Глава 26. Отъезд из Парижа

     ВОСПОМИНАНИЯ ОТЦА: ОТЪЕЗД ИЗ ПАРИЖА
     Наконец-то получил разрешение на выезд! В ожидании последних формальностей болтаюсь по Парижу с альбомом под мышкой. Пытаюсь делать последние зарисовки. А время от времени забегаю в "бистро" на чашечку кофе. Эти маленькие "бистро" разбросаны по всему студенческому и рабочему Парижу. Несколько столиков на тротуаре у входа, дальше стойка, где можно выпить стакан сухого вина или чашечку кофе. Тут же на стойке – бумажные пакеты с древесным углем и миниатюрные вязанки почти игрушечных поленцев для растопки камина. В глубине узенького зала – деревянные столики, за которыми можно написать письмо, почитать газету или поболтать с приятелем за графином простого деревенского вина.
     Набегавшись за день, с началом сумерек я заскочил в одно из таких "бистро". Взял чашечку кофе и направился вглубь пустого зала, в конце которого маячила одинокая фигура за стаканом вина. Тусклая лампочка придавала тайную грусть всей обстановке. Подойдя к соседнему столику, я неожиданно для себя узнал в той одинокой фигуре писателя Куприна! Я не был с ним знаком лично, но хорошо знал по фотографиям и рассказам монахов, один из которых учился вместе с ним. Он гордился этим и радовался, когда Куприн защищал монахов и религию, особенно в созданных им журналах и газетах. И очень огорчался, что большая часть этой талантливой литературы была "о грехах мира сего".
     Александр Иванович потягивал винцо, временами поглядывая сквозь стакан на свет.
Зал понемногу наполнялся. Я, бросив на столик альбом и, набравшись храбрости, начал рисовать Куприна. Кое-что получалось. Потом, увлекшись, заметил только, что он поднялся и идет к двери. Проходя мимо меня, сдвинув на затылок мягкую фетровую шляпу, задержался на минуту, хмыкнул, улыбнулся и, подняв в приветствии руку, исчез в синеве вечера. Я рванулся было за ним – захотелось вдруг познакомиться, рассказать, что на днях уезжаю на Родину и что меня воспитывал его однокашник, но на улице уже толпился народ, и он затерялся, а у меня осталось чувство обиды и злости за свою нелепую нерешительность, несмелость!
     Позже, у себя в комнате, укладывая вещи, я поставил набросок перед собой и попытался по памяти кое-что закончить. А вообще портрет мог бы получиться!

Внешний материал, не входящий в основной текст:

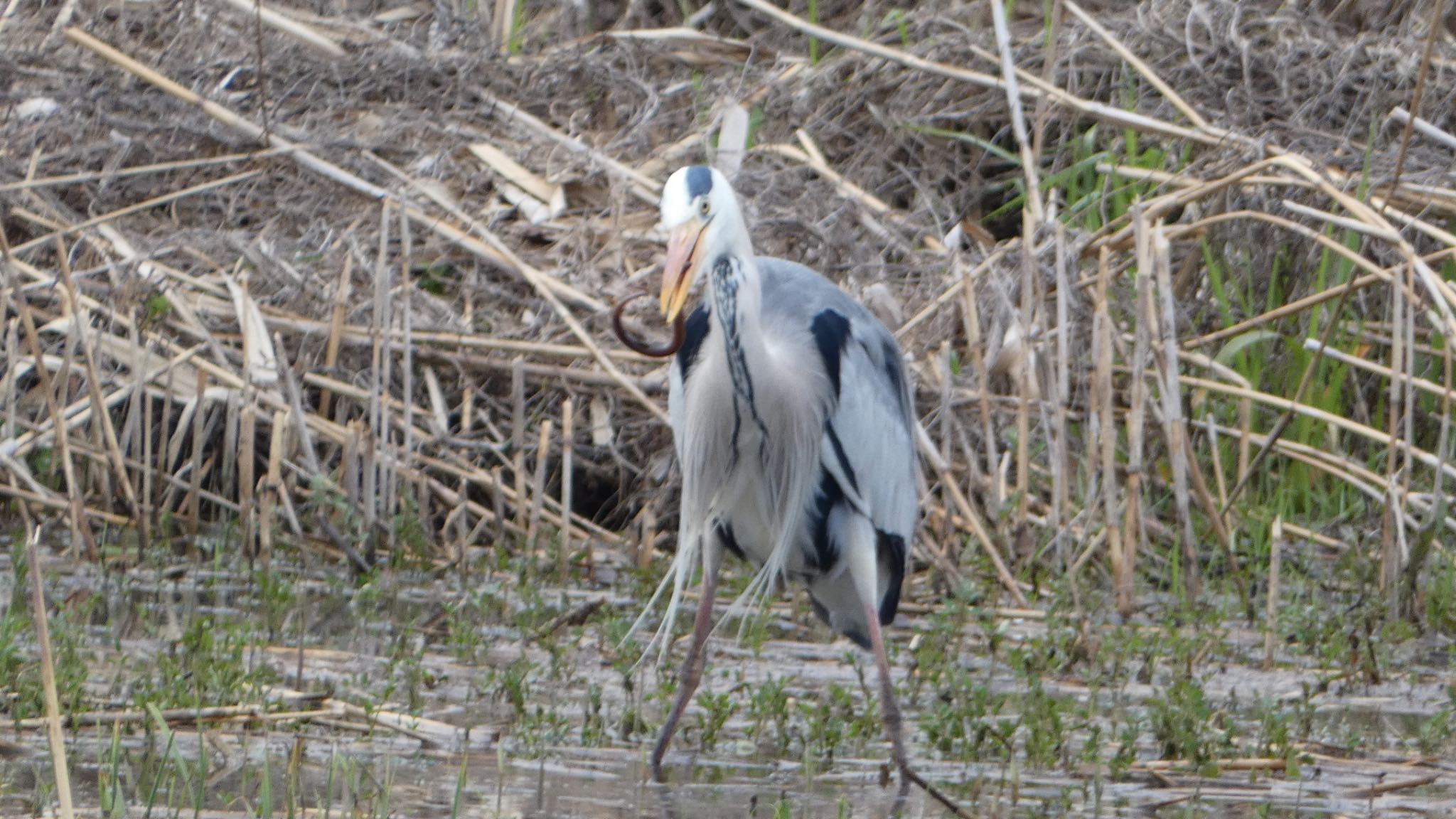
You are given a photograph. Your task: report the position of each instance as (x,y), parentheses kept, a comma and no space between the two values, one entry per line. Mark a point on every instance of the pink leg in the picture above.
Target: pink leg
(889,706)
(692,668)
(892,710)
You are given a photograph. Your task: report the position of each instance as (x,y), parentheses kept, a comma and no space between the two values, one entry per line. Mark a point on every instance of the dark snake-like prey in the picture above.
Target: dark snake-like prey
(679,333)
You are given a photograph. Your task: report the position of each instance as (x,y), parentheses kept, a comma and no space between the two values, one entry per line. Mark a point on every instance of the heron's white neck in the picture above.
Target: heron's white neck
(737,305)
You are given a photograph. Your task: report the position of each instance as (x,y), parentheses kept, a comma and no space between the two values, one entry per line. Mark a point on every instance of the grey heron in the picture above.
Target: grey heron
(793,422)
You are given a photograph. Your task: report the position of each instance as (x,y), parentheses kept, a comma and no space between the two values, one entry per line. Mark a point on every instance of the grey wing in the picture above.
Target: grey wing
(868,444)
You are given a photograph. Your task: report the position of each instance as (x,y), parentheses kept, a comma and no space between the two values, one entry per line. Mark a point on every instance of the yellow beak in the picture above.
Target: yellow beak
(680,267)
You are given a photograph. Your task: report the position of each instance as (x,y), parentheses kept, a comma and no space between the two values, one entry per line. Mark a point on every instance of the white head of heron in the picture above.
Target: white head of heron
(702,219)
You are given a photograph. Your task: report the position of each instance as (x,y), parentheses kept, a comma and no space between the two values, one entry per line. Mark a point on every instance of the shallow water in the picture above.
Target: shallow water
(418,700)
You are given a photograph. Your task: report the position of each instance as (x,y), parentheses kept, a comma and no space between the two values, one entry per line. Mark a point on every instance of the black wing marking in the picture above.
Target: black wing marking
(843,459)
(892,552)
(826,551)
(830,333)
(893,369)
(693,336)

В Париже я мечтал, вернувшись на Родину, сделать выставку всего, созданного здесь, устроить, так сказать творческий отчет, перед обретенной Родиной и получить заслуженную похвалу не столько за творческие достоинства, сколько за новизну тематики. Мне казалось, что культурное обретение Парижских ценностей обогатит мою первую Родину.
     Мы понемногу упаковывали вещи, связывали свои полотна, картоны, а завтра наш пароход "Узбекистан" отплывает из Антверпена курсом на Ленинград. Я говорю: "Мы, наш…", ведь я женился и еду не один, а с женой, и еще мы ждем ребенка. С нами замечательный пес, терьер Моки, который не отходит от меня и всюду сует свой черный нос.
Я уже представляю свое первое свидание с Родиной, ощущаю чувство свободы на родной земле, мысленно рассказываю посетителям нашей будущей выставки, как, что, где, когда, о своих планах – написать портреты, типажи разных народностей! И как мы будем работать и путешествовать.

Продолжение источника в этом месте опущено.